Zum fünften Mal fand die von Claudia Bigos initiierte Reihe „Die Klänge der Frauen“ des DTKV Braunschweig statt. Am 8. März, dem Internationalen Frauentag, standen in diesem Jahr die kroatische Komponistin Dora Pejačević (1885–1923) und die in Oldenburg lebende aus Rumänien stammende Violeta Dinescu (1953*) auf dem Programm der Matinee im Roten Saal des Schlosses in Braunschweig.
Violeta Dinescu (li.) im Gespräch mit Claudia Bigos bei „Die Klänge der Frauen“ im Roten Saal, Schloss Braunschweig am 8. März 2026. Foto: © Marie Awadis
Eine besondere Matinee zum Weltfrauentag
Violeta Dinescu war selbst anwesend und konnte im Gespräch mit Claudia Bigos einen eindrucksvollen Einblick in ihr kompositorisches Denken und Schaffen geben. Von ihr erklangen Auszüge aus dem Klavierheft I „Märchen“, das sich mit klavierpädagogischem Anspruch an jüngere Klavierspieler/innen wendet und mit vielfach aus der Tierwelt gewonnenen Titeln die Interpretation durch Assoziationen erleichtert. Einige überzeugende Kostproben dieser kurzen Stücke gaben daraus die Klavierschüler Antonia Schulte und Alex Renkwitz.

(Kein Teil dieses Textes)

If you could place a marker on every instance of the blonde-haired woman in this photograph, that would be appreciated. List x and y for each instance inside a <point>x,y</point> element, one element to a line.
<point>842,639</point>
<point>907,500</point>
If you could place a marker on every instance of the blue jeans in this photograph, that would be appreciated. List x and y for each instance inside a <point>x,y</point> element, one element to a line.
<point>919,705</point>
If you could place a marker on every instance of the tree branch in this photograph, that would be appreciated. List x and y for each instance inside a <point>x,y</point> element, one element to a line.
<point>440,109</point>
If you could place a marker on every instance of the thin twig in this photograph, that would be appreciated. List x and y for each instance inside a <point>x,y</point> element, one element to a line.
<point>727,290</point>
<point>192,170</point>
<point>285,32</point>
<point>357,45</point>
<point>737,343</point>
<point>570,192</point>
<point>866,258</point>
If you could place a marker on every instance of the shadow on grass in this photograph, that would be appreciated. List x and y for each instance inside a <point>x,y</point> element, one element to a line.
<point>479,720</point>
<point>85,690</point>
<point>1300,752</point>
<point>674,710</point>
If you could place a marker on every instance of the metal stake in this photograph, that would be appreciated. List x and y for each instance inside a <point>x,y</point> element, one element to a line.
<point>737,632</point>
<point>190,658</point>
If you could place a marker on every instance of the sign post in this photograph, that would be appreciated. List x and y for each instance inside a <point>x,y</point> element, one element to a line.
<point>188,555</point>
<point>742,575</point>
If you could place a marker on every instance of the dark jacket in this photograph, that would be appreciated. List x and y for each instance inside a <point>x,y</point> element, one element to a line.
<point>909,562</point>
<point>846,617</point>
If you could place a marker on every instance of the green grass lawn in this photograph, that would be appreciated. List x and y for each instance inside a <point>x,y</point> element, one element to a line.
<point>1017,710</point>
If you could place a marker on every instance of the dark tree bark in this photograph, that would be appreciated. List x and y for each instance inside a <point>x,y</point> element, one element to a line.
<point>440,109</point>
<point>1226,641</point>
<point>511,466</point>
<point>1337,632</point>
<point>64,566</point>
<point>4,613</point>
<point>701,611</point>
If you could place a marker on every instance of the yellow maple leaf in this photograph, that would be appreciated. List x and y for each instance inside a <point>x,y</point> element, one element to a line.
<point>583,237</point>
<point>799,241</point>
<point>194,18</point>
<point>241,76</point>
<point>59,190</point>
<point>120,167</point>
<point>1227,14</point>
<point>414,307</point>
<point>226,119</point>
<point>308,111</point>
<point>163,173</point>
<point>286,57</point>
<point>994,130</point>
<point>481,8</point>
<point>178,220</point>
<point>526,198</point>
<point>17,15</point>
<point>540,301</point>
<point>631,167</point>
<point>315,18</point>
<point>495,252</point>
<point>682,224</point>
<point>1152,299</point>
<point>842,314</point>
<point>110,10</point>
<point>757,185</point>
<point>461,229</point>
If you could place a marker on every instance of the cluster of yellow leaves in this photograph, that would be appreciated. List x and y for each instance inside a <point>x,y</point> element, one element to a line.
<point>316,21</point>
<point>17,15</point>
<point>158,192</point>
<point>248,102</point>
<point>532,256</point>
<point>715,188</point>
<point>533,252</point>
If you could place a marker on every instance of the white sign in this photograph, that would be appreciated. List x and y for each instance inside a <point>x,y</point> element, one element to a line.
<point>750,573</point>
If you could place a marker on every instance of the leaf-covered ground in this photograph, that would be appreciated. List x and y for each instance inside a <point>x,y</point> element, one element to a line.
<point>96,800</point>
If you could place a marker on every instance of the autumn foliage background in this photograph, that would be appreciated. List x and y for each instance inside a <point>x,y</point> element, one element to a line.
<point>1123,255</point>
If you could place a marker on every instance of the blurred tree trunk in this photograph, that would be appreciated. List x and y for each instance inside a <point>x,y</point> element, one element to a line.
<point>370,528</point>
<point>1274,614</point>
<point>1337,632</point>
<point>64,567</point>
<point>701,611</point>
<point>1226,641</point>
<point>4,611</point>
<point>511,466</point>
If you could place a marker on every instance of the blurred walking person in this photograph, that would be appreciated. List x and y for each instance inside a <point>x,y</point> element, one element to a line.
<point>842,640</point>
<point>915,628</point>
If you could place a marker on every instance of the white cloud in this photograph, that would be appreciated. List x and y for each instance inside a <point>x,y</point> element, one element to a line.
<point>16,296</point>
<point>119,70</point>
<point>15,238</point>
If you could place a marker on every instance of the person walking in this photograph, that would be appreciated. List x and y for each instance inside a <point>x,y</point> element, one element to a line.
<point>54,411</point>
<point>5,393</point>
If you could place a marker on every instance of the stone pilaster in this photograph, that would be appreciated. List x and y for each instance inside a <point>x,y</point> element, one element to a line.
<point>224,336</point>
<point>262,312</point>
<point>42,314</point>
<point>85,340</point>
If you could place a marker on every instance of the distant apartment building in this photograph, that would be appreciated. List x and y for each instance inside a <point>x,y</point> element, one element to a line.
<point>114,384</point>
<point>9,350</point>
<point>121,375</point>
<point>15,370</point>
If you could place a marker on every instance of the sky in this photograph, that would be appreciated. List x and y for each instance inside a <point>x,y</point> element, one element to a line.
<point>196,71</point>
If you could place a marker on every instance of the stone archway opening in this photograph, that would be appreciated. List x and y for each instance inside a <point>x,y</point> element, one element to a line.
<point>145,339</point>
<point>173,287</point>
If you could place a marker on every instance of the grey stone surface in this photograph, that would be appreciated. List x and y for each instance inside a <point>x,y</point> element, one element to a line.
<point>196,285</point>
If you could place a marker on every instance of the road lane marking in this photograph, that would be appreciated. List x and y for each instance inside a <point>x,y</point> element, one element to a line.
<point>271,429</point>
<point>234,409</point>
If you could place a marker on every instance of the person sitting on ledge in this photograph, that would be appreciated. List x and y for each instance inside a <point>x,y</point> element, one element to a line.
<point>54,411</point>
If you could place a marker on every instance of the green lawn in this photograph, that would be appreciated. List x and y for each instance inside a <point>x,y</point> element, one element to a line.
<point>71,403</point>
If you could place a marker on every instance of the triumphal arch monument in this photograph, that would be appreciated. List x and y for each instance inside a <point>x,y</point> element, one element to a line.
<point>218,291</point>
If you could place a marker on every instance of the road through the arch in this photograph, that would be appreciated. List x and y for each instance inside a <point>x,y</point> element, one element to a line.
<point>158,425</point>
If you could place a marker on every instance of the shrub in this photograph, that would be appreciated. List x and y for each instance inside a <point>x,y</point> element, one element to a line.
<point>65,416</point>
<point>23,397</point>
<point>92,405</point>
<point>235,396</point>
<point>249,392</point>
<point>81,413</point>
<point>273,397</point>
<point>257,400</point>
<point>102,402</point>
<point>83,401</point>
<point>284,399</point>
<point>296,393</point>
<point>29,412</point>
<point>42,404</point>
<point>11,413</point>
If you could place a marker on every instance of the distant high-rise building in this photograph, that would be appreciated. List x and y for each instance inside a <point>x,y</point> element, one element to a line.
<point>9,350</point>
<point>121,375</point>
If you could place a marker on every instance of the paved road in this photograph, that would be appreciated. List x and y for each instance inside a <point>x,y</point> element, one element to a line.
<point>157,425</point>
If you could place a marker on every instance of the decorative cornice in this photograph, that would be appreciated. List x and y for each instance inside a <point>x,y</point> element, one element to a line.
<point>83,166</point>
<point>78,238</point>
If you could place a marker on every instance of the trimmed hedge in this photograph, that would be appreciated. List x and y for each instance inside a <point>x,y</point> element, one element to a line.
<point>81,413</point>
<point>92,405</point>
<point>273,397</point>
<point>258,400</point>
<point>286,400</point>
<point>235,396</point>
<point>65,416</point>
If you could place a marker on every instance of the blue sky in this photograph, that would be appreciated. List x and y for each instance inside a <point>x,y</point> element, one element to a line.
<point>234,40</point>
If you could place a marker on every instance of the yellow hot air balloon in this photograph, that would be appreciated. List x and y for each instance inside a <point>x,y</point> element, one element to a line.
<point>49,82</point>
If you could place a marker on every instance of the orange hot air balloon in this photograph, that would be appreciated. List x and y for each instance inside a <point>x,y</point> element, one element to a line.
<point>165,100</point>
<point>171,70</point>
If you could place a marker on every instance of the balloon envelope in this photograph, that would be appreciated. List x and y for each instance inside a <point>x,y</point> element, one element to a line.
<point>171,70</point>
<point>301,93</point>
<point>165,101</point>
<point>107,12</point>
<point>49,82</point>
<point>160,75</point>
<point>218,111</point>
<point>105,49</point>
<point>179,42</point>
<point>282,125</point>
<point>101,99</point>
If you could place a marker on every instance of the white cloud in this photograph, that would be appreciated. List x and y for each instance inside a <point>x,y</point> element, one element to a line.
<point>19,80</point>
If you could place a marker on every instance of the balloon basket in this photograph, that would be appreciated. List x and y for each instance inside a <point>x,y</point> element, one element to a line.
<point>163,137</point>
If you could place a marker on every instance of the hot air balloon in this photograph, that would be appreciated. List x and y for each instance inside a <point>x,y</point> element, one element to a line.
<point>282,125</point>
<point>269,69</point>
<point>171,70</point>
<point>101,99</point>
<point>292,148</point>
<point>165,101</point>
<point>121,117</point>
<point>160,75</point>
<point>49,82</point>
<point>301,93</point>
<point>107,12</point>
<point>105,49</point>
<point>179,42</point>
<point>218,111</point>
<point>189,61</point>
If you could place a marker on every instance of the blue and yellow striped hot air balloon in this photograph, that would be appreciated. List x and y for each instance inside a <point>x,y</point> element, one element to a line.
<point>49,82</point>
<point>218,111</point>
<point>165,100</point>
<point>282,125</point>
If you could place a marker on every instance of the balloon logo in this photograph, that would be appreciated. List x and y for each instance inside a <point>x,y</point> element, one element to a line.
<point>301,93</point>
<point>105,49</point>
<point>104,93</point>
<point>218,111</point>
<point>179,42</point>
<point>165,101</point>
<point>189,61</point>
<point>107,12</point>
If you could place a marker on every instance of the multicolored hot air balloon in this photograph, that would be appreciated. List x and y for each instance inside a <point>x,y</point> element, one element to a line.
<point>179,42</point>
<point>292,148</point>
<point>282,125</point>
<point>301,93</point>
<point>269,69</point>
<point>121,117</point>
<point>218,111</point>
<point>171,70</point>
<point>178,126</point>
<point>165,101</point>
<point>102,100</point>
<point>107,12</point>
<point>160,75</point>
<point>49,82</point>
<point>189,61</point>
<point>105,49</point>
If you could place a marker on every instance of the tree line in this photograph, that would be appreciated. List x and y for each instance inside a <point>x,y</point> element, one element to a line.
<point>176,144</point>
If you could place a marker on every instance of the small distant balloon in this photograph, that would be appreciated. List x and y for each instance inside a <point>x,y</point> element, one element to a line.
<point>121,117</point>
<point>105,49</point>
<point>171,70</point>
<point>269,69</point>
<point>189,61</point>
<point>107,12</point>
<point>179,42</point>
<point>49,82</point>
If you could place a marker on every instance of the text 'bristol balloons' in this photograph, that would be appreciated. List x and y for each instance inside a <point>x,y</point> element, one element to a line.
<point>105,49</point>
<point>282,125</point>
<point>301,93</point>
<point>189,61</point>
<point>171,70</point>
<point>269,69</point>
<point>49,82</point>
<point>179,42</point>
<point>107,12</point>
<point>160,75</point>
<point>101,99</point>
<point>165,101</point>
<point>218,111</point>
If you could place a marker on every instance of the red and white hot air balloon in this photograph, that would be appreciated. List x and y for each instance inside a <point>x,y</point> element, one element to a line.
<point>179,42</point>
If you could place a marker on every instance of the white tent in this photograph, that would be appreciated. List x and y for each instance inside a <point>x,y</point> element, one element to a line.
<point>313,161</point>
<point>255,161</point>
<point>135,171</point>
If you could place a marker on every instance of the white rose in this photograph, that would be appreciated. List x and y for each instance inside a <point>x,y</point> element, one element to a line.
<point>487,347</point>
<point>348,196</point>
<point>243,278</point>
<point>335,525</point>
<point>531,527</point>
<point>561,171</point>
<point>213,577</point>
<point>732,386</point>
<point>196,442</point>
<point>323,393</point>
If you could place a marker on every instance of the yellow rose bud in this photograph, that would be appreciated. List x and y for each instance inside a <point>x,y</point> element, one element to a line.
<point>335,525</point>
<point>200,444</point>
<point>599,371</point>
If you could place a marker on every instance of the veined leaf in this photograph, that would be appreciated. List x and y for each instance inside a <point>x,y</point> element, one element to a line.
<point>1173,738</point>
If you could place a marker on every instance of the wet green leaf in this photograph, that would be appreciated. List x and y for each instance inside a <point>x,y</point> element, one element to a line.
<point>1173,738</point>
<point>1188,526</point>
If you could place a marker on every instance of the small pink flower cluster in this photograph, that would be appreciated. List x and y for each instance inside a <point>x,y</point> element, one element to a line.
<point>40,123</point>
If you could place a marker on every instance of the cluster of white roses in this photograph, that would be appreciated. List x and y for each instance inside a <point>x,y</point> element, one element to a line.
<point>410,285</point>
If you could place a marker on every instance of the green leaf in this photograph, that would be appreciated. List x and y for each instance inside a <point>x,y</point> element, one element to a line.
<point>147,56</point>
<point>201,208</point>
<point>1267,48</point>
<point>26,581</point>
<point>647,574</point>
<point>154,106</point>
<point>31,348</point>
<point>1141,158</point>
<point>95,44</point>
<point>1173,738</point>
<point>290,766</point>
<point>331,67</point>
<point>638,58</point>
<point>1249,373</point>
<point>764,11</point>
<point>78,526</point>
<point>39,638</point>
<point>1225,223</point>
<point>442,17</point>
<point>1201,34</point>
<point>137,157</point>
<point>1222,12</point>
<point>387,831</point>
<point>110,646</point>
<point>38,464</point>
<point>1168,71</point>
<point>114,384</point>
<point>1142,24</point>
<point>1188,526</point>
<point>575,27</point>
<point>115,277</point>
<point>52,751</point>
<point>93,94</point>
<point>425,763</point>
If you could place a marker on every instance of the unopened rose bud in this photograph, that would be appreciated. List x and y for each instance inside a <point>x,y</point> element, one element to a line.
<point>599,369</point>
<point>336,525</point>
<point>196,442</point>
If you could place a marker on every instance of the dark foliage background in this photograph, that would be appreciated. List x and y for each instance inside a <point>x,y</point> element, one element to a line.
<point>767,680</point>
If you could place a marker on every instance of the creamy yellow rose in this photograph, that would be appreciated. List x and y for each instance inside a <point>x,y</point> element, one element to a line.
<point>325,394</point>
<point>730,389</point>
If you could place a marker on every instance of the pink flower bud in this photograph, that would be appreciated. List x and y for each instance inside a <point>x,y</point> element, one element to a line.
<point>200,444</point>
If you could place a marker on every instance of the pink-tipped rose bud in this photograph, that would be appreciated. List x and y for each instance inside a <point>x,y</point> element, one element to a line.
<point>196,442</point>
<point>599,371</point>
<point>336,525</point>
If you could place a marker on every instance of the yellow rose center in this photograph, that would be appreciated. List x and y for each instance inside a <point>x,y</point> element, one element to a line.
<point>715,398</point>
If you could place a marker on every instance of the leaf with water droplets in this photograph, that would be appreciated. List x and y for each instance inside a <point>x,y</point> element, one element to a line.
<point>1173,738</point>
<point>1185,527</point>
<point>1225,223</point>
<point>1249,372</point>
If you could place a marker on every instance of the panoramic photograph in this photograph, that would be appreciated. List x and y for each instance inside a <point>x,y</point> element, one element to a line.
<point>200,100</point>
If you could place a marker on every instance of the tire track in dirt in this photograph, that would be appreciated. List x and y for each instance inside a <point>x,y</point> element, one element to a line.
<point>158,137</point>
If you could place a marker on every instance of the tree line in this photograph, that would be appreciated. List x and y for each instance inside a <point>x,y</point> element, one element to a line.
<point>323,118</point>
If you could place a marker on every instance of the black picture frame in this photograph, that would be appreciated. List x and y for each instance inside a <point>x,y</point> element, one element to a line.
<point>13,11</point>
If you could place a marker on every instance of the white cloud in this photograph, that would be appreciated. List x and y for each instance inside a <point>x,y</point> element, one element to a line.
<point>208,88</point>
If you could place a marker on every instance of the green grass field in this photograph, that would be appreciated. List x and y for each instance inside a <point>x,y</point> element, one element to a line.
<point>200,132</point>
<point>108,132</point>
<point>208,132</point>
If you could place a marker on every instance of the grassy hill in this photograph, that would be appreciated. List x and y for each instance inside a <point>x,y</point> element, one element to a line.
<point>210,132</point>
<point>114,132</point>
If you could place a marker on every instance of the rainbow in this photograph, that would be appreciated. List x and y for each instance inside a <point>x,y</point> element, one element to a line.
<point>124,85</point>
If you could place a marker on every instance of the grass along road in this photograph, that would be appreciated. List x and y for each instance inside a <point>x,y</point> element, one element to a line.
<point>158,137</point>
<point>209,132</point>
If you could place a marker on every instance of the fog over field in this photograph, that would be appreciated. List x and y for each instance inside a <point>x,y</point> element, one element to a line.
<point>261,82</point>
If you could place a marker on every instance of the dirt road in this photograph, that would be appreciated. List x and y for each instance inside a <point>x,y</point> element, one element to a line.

Anspruchsvoller gestaltet sich das zweite Klavierheft: „Bilder und Silhouetten der Vögel im Duett“. Louisa Emilia Schneider aus der Klavierklasse von Ewa Kupiec (HMTM Hannover) hatte daraus eigenständig sechs Titel ausgewählt und begeisterte mit ihrer klangsensiblen und charakterisierenden Interpretation das Publikum für die Musik Dinescus: dem zweistimmigen Dialog der „Seidenreiher“, den rhythmisch markanten „Mauerseglern“, einem wechselhaften längeren Auftritt von „Blauzacke und Sturmtaucher“, dem als Kontrast das kurze Stück „Zilpzalp & Kleiber“ und der anschaulich-humorvolle „Stelzenläufer“ folgten, ehe mit Präparationen des Klavierklangs „Das Unsichtbare“ mit einem visuell entschwebenden Glissando die durchgestaltete und spannungsreich-emotionale Präsentation beendete.
Phantasievolle Musik, pianistische Spielfreude, freie Zeitverläufe, Konzentration in der Form sind einige Aspekte, die diese Klavierkompositionen Dinescus prägen, immer mit pianistischen Aufgabenstellungen verbunden, da einige Stücke ursprünglich Auftragskompositionen für einen Wettbewerb waren. Im Gespräch betonte die Komponistin, dass sie den Interpret/innen Freiräume lässt, so dass ihre Musik zu deren eigener Geschichte wird. Oft gibt es eine freie Notenzeile als Raum für eigene Ideen. Als Anregung für die eigene Gestaltung dienen die zauberhaften Illustrationen der Notenausgabe.
Ihre musikalische Muttersprache ist die südosteuropäische Musik, die sie durch Feldforschungen erkundet hat und die orthodoxe Liturgie. Der zweite Glanzpunkt des Konzerts war Dora Pejačevićs ausgedehnte Klaviersonate b-Moll op. 36, die von der jungen türkischen Pianistin Lal Karaalioğlu mit souveräner Technik, Ausdruckstiefe und klarer Stimmführung dargeboten wurde.
Pejačevićs Sonate ist nicht auf Virtuosität und Brillanz angelegt, sie zeigt vielmehr eine dichte motivische Arbeit im ersten Satz, eine sich schön entfaltende Kantabilität – mit einigen leidenschaftlichen Ausbrüchen – im langsamen zweiten Satz und ein konzis geformtes Rondo als Schlusssatz. Eine begeistert aufgenommene Wiederentdeckung!